THE Productive Partnerships in Agriculture Project (PPAP) is been asked to set up coffee storage houses for farmers at several serviceable airstrips in Simbai and Kovon areas of Middle Ramu, Madang Province.
The storage capacity for one shed will be 200 coffee bags and one will cost around K50,000 to build.
“Lack of road and market access continue to remain a hindrance, not only for the farmers, but also for the general population in these two remotely located areas.
“We will discuss with the Diocese of Aipo Rong – Anglican Church of PNG (ACPNG) as our Lead Partner implementing the coffee rehabilitation activities with farmers in these LLGs as a way forward.
“The growers can’t earn a fair price for their hard work despite our effort to improve coffee gardens with distribution of tools and training on best practices,” said project manager Potaisa Hombunaka.

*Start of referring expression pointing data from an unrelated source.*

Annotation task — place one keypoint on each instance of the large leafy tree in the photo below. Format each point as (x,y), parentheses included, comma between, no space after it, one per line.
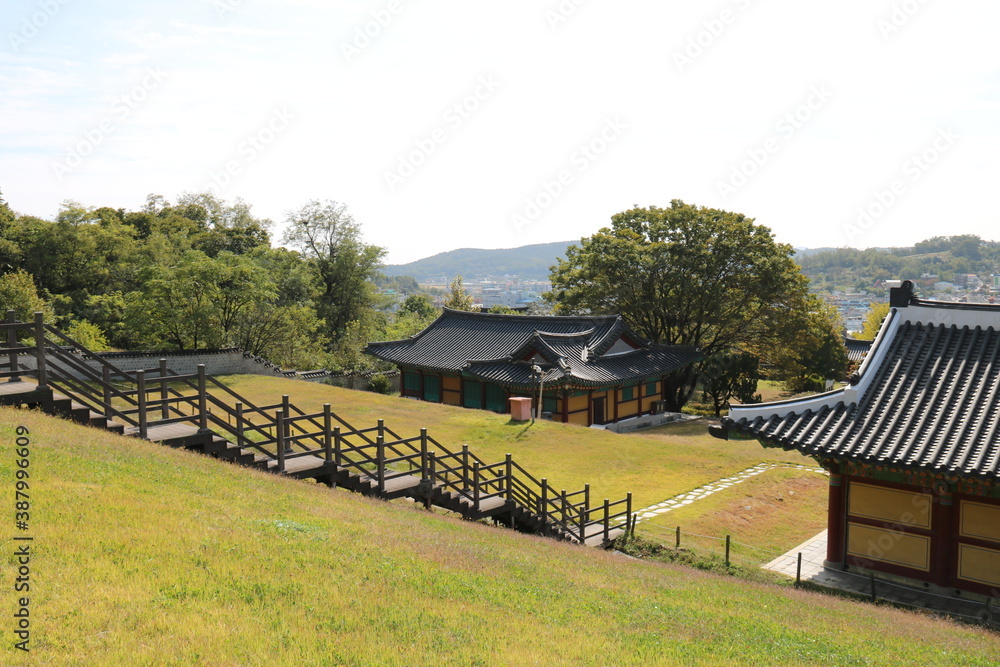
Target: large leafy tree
(685,275)
(328,236)
(458,297)
(812,348)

The only way in and out of Simbai and Kovon is by small MAF planes which use eight mountaintop airstrips.
This storage sheds will:
- HELP coffee farmers deliver parchment coffee to a central location for potential buyers including coffee processors and exporters;
- CREATE and mobilise interest among stakeholders for the setting up of coffee processing mills in Simbai and Kovon to buy directly from growers.
- GIVE growers the opportunity to negotiate a better or fair price;
- MONITOR and record coffee production efficiently from these locations;
- STRENGTHEN farmer groups or growers’ cooperatives to work together;
- ENCOURAGE and develop group marketing concept among growers and cooperatives to sell green bean coffee directly overseas for a premium price, etc.

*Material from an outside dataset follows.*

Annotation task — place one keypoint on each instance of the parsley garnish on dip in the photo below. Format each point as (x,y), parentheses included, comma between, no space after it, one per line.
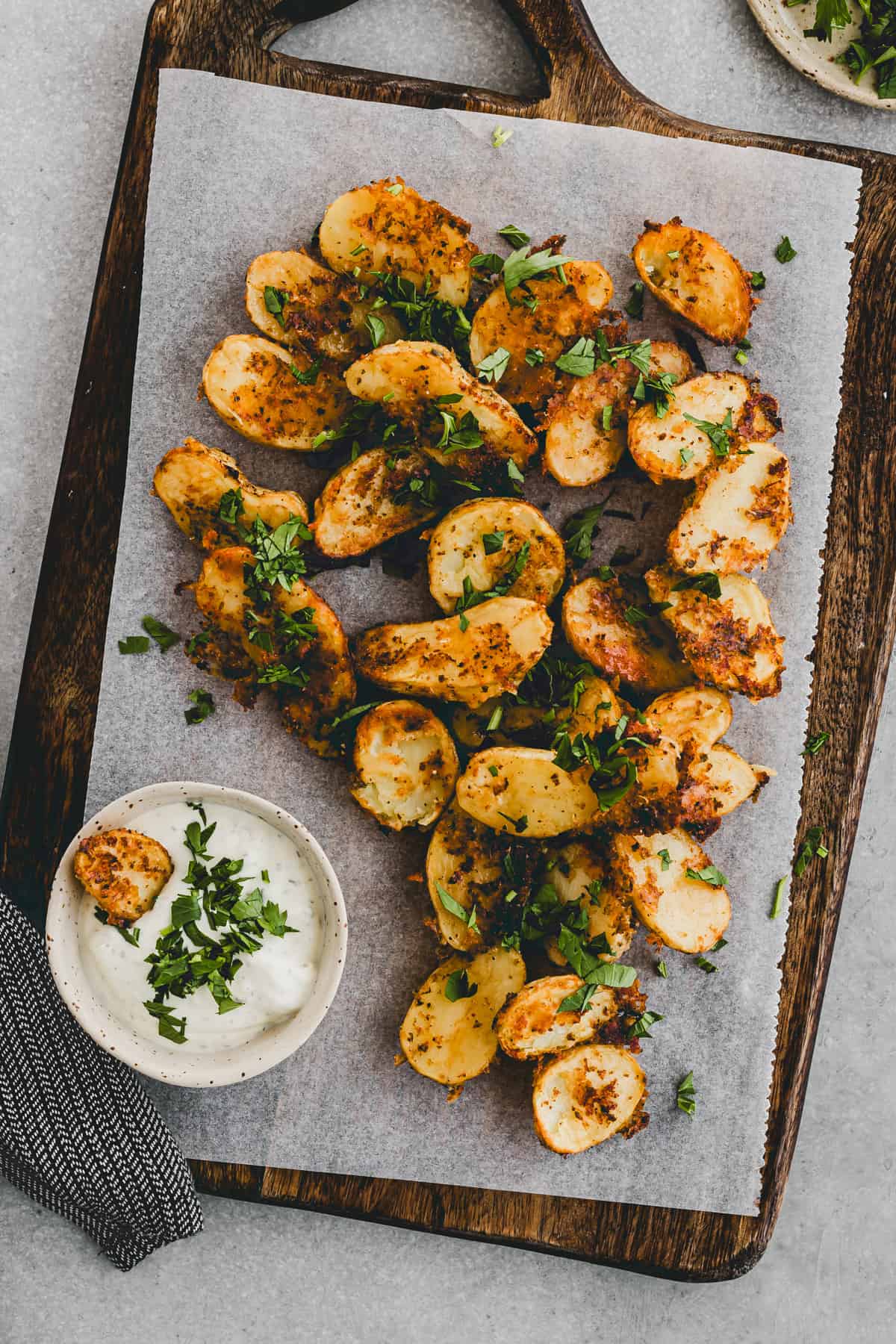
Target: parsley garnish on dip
(230,948)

Project coordinator for ACPNG Vincent Kaniemba has started the process by talking with a traditional landowner at Dusin airstrip to make available a portion of land for construction of the first storage shed should PPAP fund the shed under its Infrastructure Market Access component.
Mr Kaniemba, who coordinated the CIC-PPAP team recently for 9-day visit into the mountains of Simbai and Kovon, said growers will continue to carry coffee bags and walk two to three hours to these storage sheds.
“This is the least we can do to ease the hardship or struggles farmers here are facing until such time a road connects them to either Mt Hagen or Madang,” he said.
Coffee remains the main source of income for the people. But because of air freight costs they currently sell their parchment coffee to middle men or agents at a very low price of between K1.70 and K2.30 per kilogram. The latest weekly factory door price issued by CIC for class 1 parchment coffee is K4.87 per kg and K3.83 per kg for class 2 coffee.